Se Tret’jakov si era dedicato a raccogliere e finanziare il meglio dell’arte russa non accademica, fu soprattutto dopo la sua morte che il curatore della Galleria – lo studioso dell’arte Il’ja Grabar’ – si preoccupò di salvare e restaurare il patrimonio artistico dell’arte russa antica, le icone, soprattutto. Riscoperte grazie ad altri grandi collezionisti privati e mecenati all’inizio del ‘900 – dunque dopo la morte di Tret’jakov – le icone furono qui collocate a partire dagli anni Dieci del XX secolo e qui sono rimaste quasi una sull’altra in un ridottissimo spazio della Galleria durante tutto il periodo sovietico.
Dopo la perestrojka e la ristrutturazione della Tret’jakovskaja, le icone hanno riottenuto lo spazio che loro spettava: ora si possono ammirare in tutto il loro splendore quelle bizantino-slave dell’XI-XII secolo, le icone dello straordinario Quattrocento moscovita – Teofane il Greco, Daniil, Andrei Rublev – le opere del grande maestro Dionisij del primo Cinquecento, i prodotti delle scuole di Novgorod, Pskov, e di quelle delle province più attardate rispetto ai centri principali.
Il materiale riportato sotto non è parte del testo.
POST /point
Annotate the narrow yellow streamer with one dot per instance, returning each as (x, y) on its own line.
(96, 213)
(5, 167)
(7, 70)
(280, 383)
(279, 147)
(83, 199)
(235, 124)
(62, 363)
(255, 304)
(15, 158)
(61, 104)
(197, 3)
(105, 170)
E davanti a ognuna di queste icone – strappate alla furia distruttrice degli atei sovietici, ma strappate anche dalla loro sede naturale, l’iconostasi della chiesa russo-ortodossa – la giovane monaca si segnava, si inchinava e pregava. L’icona – a cui la ricollocazione museale aveva strappato il cordone ombelicale della vita liturgica – riacquistava la sua funzione naturale, quasi ricevesse nuovamente linfa vitale.
Una vita che, per riprendere la lezione del sociologo bolognese Pier Paolo Donati – è relazionale. E le relazioni di un’icona con il suo ambiente originario – il monaco iconografo, la chiesa e l’iconostasi, la comunità riunita in preghiera – è davvero unica e imprescindibile e non può essere in nessun modo sostituita dal custode, il museo, la parete bianca, il pubblico pagante.
Verrà un giorno, in parte è già venuto, in cui le icone russe verranno restituite nuovamente ai loro ambienti naturali, in cui si porrà fine alla violenza culturale di cui sono state e sono tuttora oggetto. Verrà un giorno in cui la giovane monaca ortodossa potrà nuovamente pregare senza destare stupore dinanzi all’icona della Trinità del monaco iconografo Andrei Rublev.